Neben den Landtagsabgeordneten Konrad Epple (CDU) und Meike Günter (Grüne) gratulierten Landrat Dietmar Allgaier, aktuelle und ehemalige Gemeinderäte, die Bürgermeister der Gemeindeverwaltungsverbände Bönnigheim und Besigheim, Alt-Bürgermeister Kornelius Bamberger sowie Vereinsvertreter und Bönnigheimer Bürgerinnen und Bürger. Vereidigt auf sein neues Amt wurde das amtierende Stadtoberhaupt von seinem Stellvertreter Frank Sartorius.
„Sie haben den richtigen Blick“
Einen klaren Wahlsieg mit 95,5 Prozent der Stimmen habe Dautel errungen und damit wieder das Vertrauen der Wählerinnen und Wähler erhalten. „Sie können heute auf eine stolze Bilanz ihrer ersten Amtszeit zurückblicken. Wir sind gespannt, was noch kommt. Sie haben den richtigen Blick“, meinte Sartorius. Dautel gehe zielstrebig und lösungsorientiert vor, stelle sich aber nicht in den Mittelpunkt und sei kreativ, wenn es um den Erhalt von Fördermitteln gehe. Am 5. Mai habe das Landratsamt die Gültigkeit der Bürgermeisterwahl vom 19. April bestätigt, führte Sartorius weiter aus und forderte Albrecht Dautel auf, die Verpflichtungsformel zu sprechen: „Ich schwöre, dass ich das mir übertragene Amt nach bestem Wissen und Können verwalten, Verfassung und Gesetze befolgen und verteidigen, meine Pflichten gewissenhaft erfüllen und Gerechtigkeit gegen jedermann üben werde.”

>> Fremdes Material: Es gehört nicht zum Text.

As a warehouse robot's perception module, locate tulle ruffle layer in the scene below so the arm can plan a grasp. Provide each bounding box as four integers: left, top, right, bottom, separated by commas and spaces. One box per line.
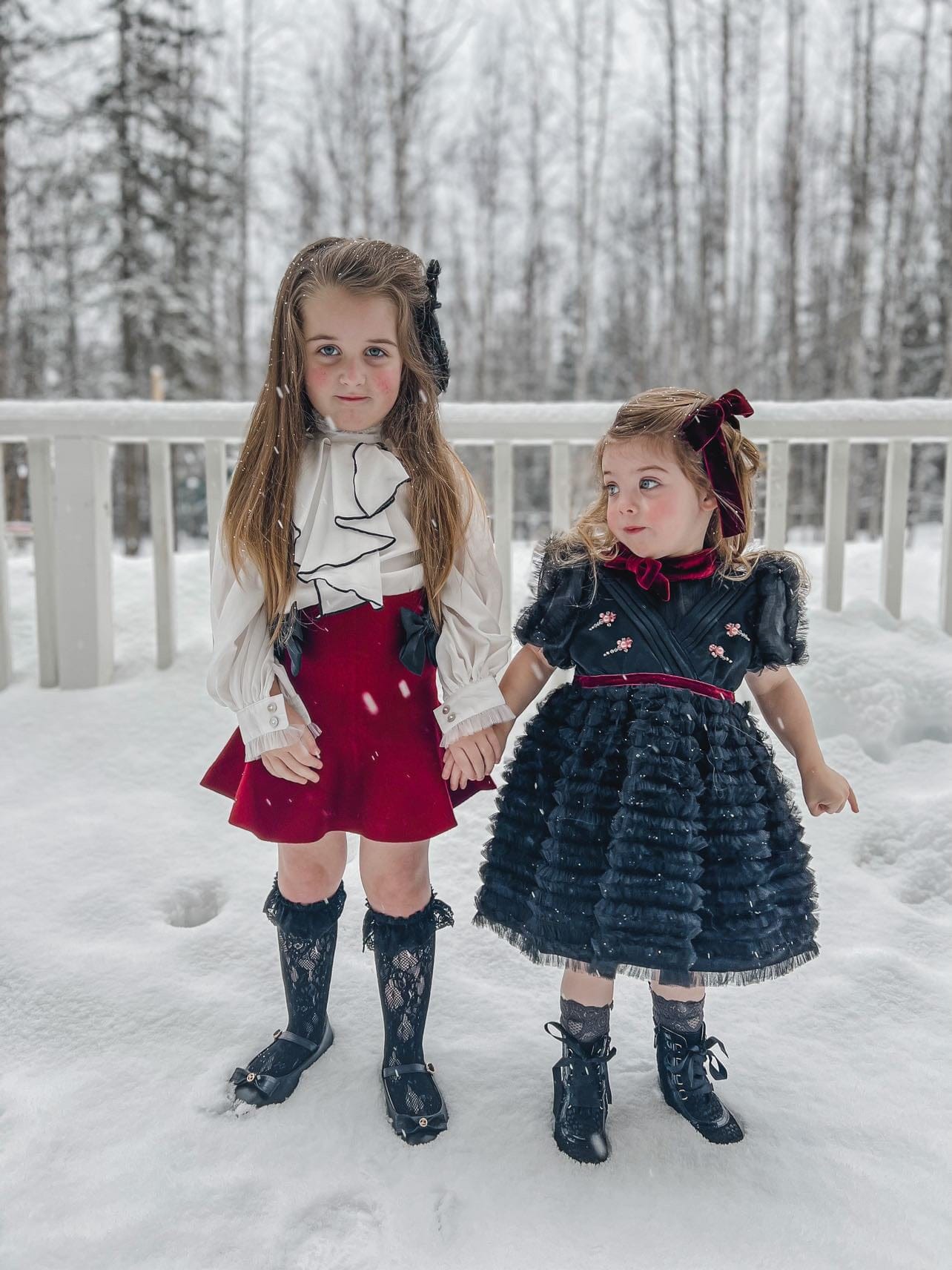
475, 685, 819, 984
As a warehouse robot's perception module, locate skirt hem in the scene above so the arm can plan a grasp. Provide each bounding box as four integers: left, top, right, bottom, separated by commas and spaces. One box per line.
472, 913, 820, 988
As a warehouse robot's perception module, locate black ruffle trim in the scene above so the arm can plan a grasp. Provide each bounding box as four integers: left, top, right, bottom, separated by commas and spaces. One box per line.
474, 685, 819, 984
262, 874, 346, 938
513, 537, 595, 671
363, 892, 453, 956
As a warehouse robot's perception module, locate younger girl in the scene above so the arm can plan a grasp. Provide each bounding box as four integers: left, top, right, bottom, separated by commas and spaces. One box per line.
475, 389, 858, 1163
202, 239, 512, 1143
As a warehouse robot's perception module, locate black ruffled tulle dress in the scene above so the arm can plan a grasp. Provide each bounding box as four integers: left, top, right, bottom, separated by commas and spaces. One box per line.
474, 541, 819, 984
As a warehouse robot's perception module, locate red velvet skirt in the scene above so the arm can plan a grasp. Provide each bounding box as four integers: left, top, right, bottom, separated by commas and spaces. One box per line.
199, 590, 496, 842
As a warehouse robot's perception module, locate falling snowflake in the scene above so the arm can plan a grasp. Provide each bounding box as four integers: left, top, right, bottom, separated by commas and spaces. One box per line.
589, 612, 615, 631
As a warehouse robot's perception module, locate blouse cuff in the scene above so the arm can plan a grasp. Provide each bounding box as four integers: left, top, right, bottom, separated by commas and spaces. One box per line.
245, 724, 307, 763
433, 678, 515, 749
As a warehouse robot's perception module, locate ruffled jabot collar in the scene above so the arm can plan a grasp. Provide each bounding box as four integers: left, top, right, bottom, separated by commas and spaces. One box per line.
292, 428, 410, 612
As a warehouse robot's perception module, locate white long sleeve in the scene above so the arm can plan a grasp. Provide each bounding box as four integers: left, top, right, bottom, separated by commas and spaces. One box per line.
207, 526, 317, 762
435, 480, 515, 747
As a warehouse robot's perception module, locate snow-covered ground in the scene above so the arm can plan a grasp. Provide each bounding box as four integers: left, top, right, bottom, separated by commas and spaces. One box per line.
0, 532, 952, 1270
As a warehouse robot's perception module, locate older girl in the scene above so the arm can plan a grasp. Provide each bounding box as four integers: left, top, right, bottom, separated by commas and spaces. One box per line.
202, 239, 512, 1143
475, 389, 858, 1163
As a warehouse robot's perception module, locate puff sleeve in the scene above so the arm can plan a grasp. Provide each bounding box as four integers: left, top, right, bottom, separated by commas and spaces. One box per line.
434, 480, 514, 747
749, 555, 810, 674
205, 526, 320, 762
515, 540, 590, 671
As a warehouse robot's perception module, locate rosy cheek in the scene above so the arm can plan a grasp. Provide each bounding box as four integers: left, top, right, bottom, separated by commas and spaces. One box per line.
373, 369, 400, 398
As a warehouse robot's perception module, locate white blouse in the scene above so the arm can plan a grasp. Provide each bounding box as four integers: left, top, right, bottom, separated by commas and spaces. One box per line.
207, 428, 513, 762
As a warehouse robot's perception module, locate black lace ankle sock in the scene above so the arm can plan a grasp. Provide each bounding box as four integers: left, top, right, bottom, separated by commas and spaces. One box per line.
560, 997, 612, 1045
651, 992, 704, 1036
248, 876, 346, 1076
363, 894, 453, 1116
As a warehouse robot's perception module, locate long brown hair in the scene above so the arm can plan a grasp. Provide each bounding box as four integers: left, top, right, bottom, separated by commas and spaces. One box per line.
222, 237, 483, 635
551, 389, 809, 585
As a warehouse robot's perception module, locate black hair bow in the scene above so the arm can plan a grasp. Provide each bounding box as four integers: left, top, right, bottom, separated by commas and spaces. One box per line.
417, 260, 449, 392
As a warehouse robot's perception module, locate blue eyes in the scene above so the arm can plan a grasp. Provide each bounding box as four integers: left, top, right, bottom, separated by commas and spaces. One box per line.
606, 476, 661, 498
317, 344, 387, 362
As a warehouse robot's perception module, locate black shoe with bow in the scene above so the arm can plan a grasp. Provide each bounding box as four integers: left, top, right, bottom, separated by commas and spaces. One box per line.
655, 1024, 744, 1145
363, 893, 453, 1147
546, 1021, 615, 1165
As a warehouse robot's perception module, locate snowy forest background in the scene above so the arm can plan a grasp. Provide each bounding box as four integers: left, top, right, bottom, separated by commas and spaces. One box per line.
0, 0, 952, 553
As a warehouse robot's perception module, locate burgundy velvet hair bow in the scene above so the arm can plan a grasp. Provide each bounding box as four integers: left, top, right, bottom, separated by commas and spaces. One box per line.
681, 389, 754, 539
606, 542, 718, 601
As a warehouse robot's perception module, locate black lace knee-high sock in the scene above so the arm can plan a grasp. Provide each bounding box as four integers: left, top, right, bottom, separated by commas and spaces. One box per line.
248, 875, 346, 1076
651, 992, 704, 1036
363, 893, 453, 1116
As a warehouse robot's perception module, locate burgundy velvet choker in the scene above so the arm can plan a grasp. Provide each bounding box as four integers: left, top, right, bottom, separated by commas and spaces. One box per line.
606, 542, 720, 599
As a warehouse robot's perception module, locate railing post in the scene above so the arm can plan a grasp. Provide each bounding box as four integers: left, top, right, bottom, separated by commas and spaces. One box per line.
148, 441, 175, 671
205, 441, 228, 567
0, 454, 13, 688
879, 441, 913, 617
822, 441, 849, 613
53, 437, 113, 688
27, 437, 59, 688
764, 441, 790, 551
492, 441, 513, 631
549, 441, 571, 533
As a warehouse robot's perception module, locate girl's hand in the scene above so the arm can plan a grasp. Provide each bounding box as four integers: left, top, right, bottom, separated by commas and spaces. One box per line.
262, 703, 324, 785
801, 763, 859, 815
443, 728, 503, 790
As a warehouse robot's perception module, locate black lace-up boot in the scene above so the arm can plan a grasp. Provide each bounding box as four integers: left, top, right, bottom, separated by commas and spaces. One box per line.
363, 893, 453, 1145
654, 996, 744, 1145
230, 875, 346, 1108
546, 1001, 615, 1165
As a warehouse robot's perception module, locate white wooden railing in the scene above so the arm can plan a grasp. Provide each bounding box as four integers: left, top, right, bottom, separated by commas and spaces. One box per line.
0, 399, 952, 688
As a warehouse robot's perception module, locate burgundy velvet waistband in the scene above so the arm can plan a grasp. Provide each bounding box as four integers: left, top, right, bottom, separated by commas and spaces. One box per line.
575, 672, 735, 701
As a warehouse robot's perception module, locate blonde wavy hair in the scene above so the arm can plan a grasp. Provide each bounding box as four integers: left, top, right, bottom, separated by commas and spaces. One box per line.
222, 237, 485, 642
549, 387, 809, 585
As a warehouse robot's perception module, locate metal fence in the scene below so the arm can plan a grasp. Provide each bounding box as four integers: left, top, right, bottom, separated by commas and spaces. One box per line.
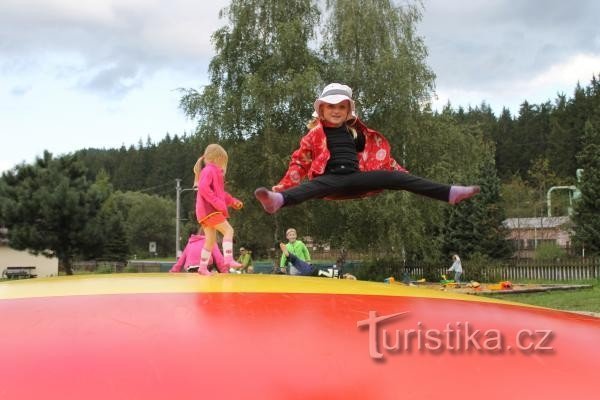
68, 258, 600, 282
398, 259, 600, 282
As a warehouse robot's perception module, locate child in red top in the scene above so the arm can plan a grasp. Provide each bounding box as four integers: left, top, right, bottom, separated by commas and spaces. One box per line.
194, 144, 243, 275
254, 83, 480, 214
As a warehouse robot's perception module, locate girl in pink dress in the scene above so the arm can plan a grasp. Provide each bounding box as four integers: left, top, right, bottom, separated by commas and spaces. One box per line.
194, 144, 243, 275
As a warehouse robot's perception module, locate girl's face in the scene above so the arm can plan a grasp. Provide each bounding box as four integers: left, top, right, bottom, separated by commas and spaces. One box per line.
285, 231, 298, 243
321, 101, 350, 127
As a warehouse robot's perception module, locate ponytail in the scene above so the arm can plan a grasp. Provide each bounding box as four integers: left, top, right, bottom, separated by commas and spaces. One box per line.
193, 156, 204, 187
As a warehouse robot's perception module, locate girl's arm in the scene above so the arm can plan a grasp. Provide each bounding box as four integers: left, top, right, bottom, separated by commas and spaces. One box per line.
198, 170, 227, 212
302, 242, 310, 262
279, 250, 287, 268
273, 132, 312, 192
171, 246, 187, 272
225, 192, 244, 210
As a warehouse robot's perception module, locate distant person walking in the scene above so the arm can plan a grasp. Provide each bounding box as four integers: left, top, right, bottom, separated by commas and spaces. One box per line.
448, 254, 463, 285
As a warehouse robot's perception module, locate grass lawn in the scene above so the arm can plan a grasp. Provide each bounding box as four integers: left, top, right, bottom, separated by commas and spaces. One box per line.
490, 280, 600, 313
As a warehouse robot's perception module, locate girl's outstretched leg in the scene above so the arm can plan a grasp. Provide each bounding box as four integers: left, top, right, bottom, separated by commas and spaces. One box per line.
254, 187, 284, 214
448, 186, 481, 204
215, 221, 242, 268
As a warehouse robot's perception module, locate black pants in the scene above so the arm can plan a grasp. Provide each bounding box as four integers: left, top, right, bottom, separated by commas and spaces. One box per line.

Dieser hatte sich dafür sogar die Amtskette angelegt. Unter dem Beifall der anwesenden Gäste überreichte Frank Sartorius dann noch Familieneintrittskarten für eine Führung „Hinter den Kulissen der Wilhelma“. Die Glückwünsche des Landkreises überbrachte Landrat Dietmar Allgaier mit herzlichen und anerkennenden Worten. Er lobte dessen Offenheit und Transparenz mit der er Vertrauen schaffe. Die Lacher hatte er auf seiner Seite bei der Bemerkung: „Du pflegst eine klare Kommunikation, auch gegenüber dem Landrat – manchmal sogar zu klar.“ Neben einem Blumenstrauß für Dautels Ehefrau Tina hatte Allgaier auch noch eine gute Nachricht im Gepäck: Die ausstehende Baugenehmigung für das Projekt der Bürgergenossenschaft Wohnen, mit dem preisgünstige Mietwohnungen verwirklicht werden sollen, werde in den nächsten Tagen eingehen. Dautel werde nicht lamentieren angesichts der Herausforderungen, die auf die Stadt zukommen, sondern sie als Chance begreifen, sie aktiv begleiten und seinen Humor nicht verlieren. Er lobte Albrecht Dautel auch für sein Engagement als erster Vorsitzender beim Pädagogisch-Kulturellen Centrum in Freudental und wünschte ihm weiter „viel Umsicht und Zuversicht“.
„Schön, das letzte Wort zu haben“
„Am Ende bleibt mir nur noch das Schlusswort“, sagte schließlich Albert Dautel nicht ohne augenzwinkernd hinzuzufügen: „Schön, wenn zumindest heute Abend der Bürgermeister das letzte Wort hat.“ Wichtig war ihm sich zu bedanken, insbesondere bei seinen Mitarbeiterinnen und Mitarbeitern, dem Gemeinderat, den Bürgerinnen und Bürgern, die oft ehrenamtlich und nachbarschaftlich aktiv seien sowie den Unternehmen und Gewerbetreibenden, den Bürgermeisterkollegen, der Kreisverwaltung, dessen Chefs Ohr er weiterhin strapazieren werde, bei den Landtagsabgeordneten, mit denen er viele Herausforderungen angehen werden müsse und bei seiner Familie.
„Was kann ich heute versprechen? Ich werde meine Arbeit auch weiterhin gerne tun und mich an der Lebenswirklichkeit der Menschen in unserer Stadt orientieren“, sagte Dautel in seinem Schlusswort.